So I stumbled onto LiteBSD while I was trying to see if I can cross compile 386BSD 0.0 from Windows (it compiles, but triple faults on boot.)
LiteBSD is a 4.4 BSD derived OS for PIC32MZ microcontrollers.
So what about us poor Windows users?
Well a few tweeks, and only one annoying bug remains, but it’s easy enough to sidestep and it runs!
Even better, I got the console to kind of work, although you can still control+c it to kill Qemu. I guess I could capture the signal being kind of UNIXy.
For some reason when opening the SD card image, it’s already open by the time pic32_sdcard_init is called. Or so I suspect. It gets the file handle of 3 which tells me that it shouldn’t be open. So my fix is lame but it works. Since something is holding the file that I can’t see, I launch Qemu like this:
qemu-system-mipsel.exe -machine pic32mz-wifire -nographic -serial vc -serial vc -serial vc -serial mon:stdio -bios boot-wifire.hex -kernel vmunix.hex -hda litebsd.img
with the SD/HDA being litebsd.img but in pic32_sdcard_init I do this:
So you need a dummy file named litebsd.img (it’s just junk but it needs to exist), so whatever is blocking it will block it, then let pic32_sdcard_init open the file litebsd.img.SD which is the real file.
C:\litebsd>qemu-system-mipsel.exe -machine pic32mz-wifire -nographic -serial vc -serial vc -serial vc -serial mon:stdio -bios boot-wifire.hex -kernel vmunix.hex -hda litebsd.img
WARNING: Image format was not specified for ‘litebsd.img’ and probing guessed raw.
Automatically detecting the format is dangerous for raw images, write operations on block 0 will be restricted.
Specify the ‘raw’ format explicitly to remove the restrictions.
Board: chipKIT WiFire
RAM size: 512 kbytes
Load file: ‘boot-wifire.hex’, 6916 bytes
Load file: ‘vmunix.hex’, 522408 bytes
sdcard: opened d->fd 3
Card0 image ‘litebsd.img’, 339969 kbytes
Copyright (c) 1982, 1986, 1989, 1991, 1993
The Regents of the University of California. All rights reserved.

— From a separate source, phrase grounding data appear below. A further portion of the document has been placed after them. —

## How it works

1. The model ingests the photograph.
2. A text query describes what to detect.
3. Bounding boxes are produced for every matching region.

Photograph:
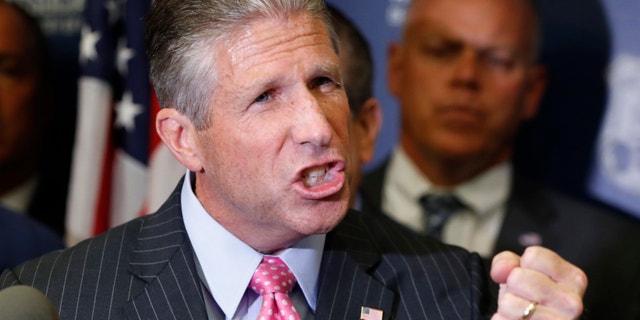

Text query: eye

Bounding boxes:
[254,91,271,103]
[420,40,462,61]
[0,61,27,78]
[426,45,455,58]
[312,76,338,89]
[482,51,517,70]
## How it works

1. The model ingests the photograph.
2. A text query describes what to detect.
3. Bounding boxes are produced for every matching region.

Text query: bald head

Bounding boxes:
[388,0,547,185]
[405,0,540,63]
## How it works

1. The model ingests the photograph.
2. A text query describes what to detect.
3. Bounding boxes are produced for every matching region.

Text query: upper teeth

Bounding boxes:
[303,166,329,187]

4.4BSD-Lite build 13 compiled 2015-01-20
cpu: PIC32MZ2048ECG100 rev A4, 200 MHz
oscillator: system PLL div 1:6 mult x50
real mem = 512 kbytes
avail mem = 344 kbytes
using 18 buffers containing 73728 bytes of memory
spi1 at pins sdi=D14/sdo=C1/sck=D1
spi2 at pins sdi=F0/sdo=D11/sck=G6
spi3 at pins sdi=B10/sdo=C4/sck=B14
spi4 at pins sdi=F5/sdo=G0/sck=D10
uart1 at pins rx=F1/tx=D15, interrupts 112/113/114
uart4 at pins rx=F2/tx=F8, interrupts 170/171/172, console
sd0 at port spi3, pin cs=C3
sd0: type I, size 339968 kbytes, speed 12 Mbit/sec
sd0a: partition type b7, sector 2, size 204800 kbytes
sd0b: partition type b8, sector 409602, size 32768 kbytes
sd0c: partition type b7, sector 475138, size 102400 kbytes
bpf: sl0 attached
bpf: lo0 attached
WARNING: preposterous clock chip time — CHECK AND RESET THE DATE!

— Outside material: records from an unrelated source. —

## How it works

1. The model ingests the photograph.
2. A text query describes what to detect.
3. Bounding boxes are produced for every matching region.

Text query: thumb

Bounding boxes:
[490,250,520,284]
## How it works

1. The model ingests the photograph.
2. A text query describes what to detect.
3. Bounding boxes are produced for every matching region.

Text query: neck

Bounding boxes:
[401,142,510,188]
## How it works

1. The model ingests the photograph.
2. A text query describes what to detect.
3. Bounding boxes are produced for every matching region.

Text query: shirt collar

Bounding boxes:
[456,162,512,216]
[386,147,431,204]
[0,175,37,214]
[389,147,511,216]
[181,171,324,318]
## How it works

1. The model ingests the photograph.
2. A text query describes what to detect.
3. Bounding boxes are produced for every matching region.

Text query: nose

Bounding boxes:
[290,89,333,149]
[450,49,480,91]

starting file system checks.
/dev/rsd0a: file system is clean; not checking
standard daemons: update.
Wed Dec 10 21:06:39 PST 2014
4.4BSD-Lite (bsd.net) (tty4)
So there it is! As always, you can do the whole telnet console, on port 2023 like the SPARC with:
qemu-system-mipsel.exe -machine pic32mz-wifire -nographic -serial vc -serial vc -serial vc -serial mon:telnet:127.0.0.1:2023,server,wait -bios boot-wifire.hex -kernel vmunix.hex
In this case, I prefer to use the ‘wait’ portion of the server, so I can watch it boot. Maybe I’m just weird. But this way you can control+c to your hearts content.
As always, you can download my image here.

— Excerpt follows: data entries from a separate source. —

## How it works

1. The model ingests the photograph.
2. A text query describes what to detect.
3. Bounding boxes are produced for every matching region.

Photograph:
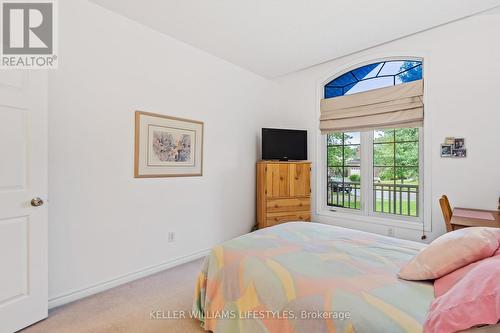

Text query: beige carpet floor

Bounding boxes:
[21,259,206,333]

Also for those who like graphical serial connections (???) you can launch it like this:
qemu-system-mipsel.exe -machine pic32mz-wifire -serial vc -serial vc -serial vc -serial vc -bios boot-wifire.hex -kernel vmunix.hex -sd litebsd.img
And use control+alt and hunt around for s3, and you’ll have your console….. That you can’t paste into.
**EDIT I found out I forgot to link this with static libgcc so there were missing DLL’s. sorry, I’ve re-linked and now it’ll just work out of the box (tested with clearing my path on Windows 10). Next I need to add curses support.